We didn’t look at customers as “Oh, we have two thousand customers a day going through a particular store.” No, we’ve got two thousand people choosing to visit that store. They each have their own issues, problems, challenges—they each have their own story. They’re in the midst of a story at the very moment they encounter Chick-fil-A. Now, how did we impact their story? How did we deliver “where good meets gracious”? How did we help make their story today better? Quite frankly, they may not be having a good day, and Chick-fil-A has the potential to help change the script.
They contacted Horst Schulze and Danny Meyer to better understand service and hospitality. Horst told them, “Don’t look to be better than the other fast-food restaurants. Those limited expectations will just weigh you down. Instead, aspire to the next level of service—restaurants with a price point that are at least double Chick-fil-A’s, and build a service model that resembles those.” That mindset led them to create the Core 4: create eye contact, share a smile, speak with an enthusiastic voice, and stay connected to make it personal.
The Cow Campaign
The iconic Cow “Eat Mor Chikin” campaign developed from an idea by David Ring of The Richards Group. It is, as Robinson describes—engaging, endearing, and enduring. Stewardship comes into play here too. A former Chick-fil-A marketing consultant said, “They don’t wavier. They don’t shift. That is refreshing, and from a marketing standpoint, it can be very valuable, as you can see with the Cow campaign. They have resisted the urge to gussie it up, to change it, to get rid of it, or to do the wrong thing with it.”
We also took great care ensuring the Cows never became shills for Chick-fil-A. They were in this thing for their own self-interest, not Chick-fil-A’s. If their work started to look too much like they were advertising for Chick-fil-A, such as promoting specific products and ingredients, they would quickly lose their edginess and even their believability.
The cows are not on the Chick-fil-A payroll.
Six Legacy Principles
These six principles, based on Truett Cathy’s leadership, have guided every decision at Chick-fil-A and help to keep it uniquely different.
1. Being a Good Steward
The concept of Stewardship allows one to be both generous and thrifty. “Every dollar mattered whether invested in the business, people, or charity. Stewardship is an idea you live.
2. Building Long-Term Relationships
Truett wanted all relationships to be for life. “He was giving his full commitment, and he wanted the same in return. In his mind, if you were going to be a part of Chick-fil-A, there was no reason for you to ever go anywhere else in your career.”
3. Providing Hospitality
Truett’s heart of hospitality is captured in the phrase, “My pleasure” that he asked everyone to say. “My pleasure creates an immediate communication that you really do matter. The phrase is transformative in terms of the guest’s experience.”
4. Taking Personal Responsibility
When Truitt “selected people to work at Chick-fil-A or to become restaurant Operators, he sought people he knew could do the job, and then he trusted them to do it. He gave us the keys then stepped out of the way.

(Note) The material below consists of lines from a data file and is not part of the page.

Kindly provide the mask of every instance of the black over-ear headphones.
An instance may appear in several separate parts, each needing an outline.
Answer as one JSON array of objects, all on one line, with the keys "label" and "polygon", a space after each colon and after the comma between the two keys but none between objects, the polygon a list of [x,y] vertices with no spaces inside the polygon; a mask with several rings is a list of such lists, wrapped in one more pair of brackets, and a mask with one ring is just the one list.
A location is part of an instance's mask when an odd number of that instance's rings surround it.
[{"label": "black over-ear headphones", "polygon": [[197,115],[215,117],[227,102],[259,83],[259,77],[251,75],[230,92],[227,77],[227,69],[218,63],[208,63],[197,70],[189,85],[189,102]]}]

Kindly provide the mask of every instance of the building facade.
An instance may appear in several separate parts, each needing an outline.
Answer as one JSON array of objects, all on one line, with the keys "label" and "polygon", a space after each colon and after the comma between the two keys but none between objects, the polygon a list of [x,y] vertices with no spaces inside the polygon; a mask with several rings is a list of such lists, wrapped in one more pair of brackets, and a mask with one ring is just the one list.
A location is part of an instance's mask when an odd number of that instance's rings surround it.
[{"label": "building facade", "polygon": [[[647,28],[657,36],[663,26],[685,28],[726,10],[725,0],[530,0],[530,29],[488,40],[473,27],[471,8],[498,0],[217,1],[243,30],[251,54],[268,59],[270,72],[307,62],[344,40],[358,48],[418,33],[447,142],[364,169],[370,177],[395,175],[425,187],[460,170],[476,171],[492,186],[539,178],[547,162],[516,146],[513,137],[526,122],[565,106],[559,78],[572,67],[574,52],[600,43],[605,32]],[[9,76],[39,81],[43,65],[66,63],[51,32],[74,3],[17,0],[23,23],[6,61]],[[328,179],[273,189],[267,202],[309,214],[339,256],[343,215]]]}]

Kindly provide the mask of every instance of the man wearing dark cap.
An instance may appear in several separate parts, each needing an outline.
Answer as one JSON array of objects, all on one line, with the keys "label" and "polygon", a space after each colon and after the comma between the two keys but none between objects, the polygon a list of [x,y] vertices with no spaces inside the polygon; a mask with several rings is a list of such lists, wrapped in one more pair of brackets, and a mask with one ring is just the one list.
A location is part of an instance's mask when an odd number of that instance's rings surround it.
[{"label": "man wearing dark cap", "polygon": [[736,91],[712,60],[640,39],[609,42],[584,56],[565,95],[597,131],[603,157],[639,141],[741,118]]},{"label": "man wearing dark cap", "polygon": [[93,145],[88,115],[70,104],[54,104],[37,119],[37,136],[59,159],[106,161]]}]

We were personally accountable to him, to the brand, and to our customers. We were accountable in the deals we created, in the relationships we built in the business, in our behavior on the road, in how we talked about the business, even in our language on the golf course. When he placed his trust in us, we responded with personal accountability.
5. Choosing Personal Influence over Position Power
Truett and former company president Jimmy Collins believed, “If I ever have to use position power to influence somebody, I’m probably only going to get to do that once. And if I have to do it at all, it probably does not bode well for their future.”
6. Having Fun
Don’t take yourself too seriously. “One of the virtues that evolved in the business was a tangible effort to be unexpectedly fun.”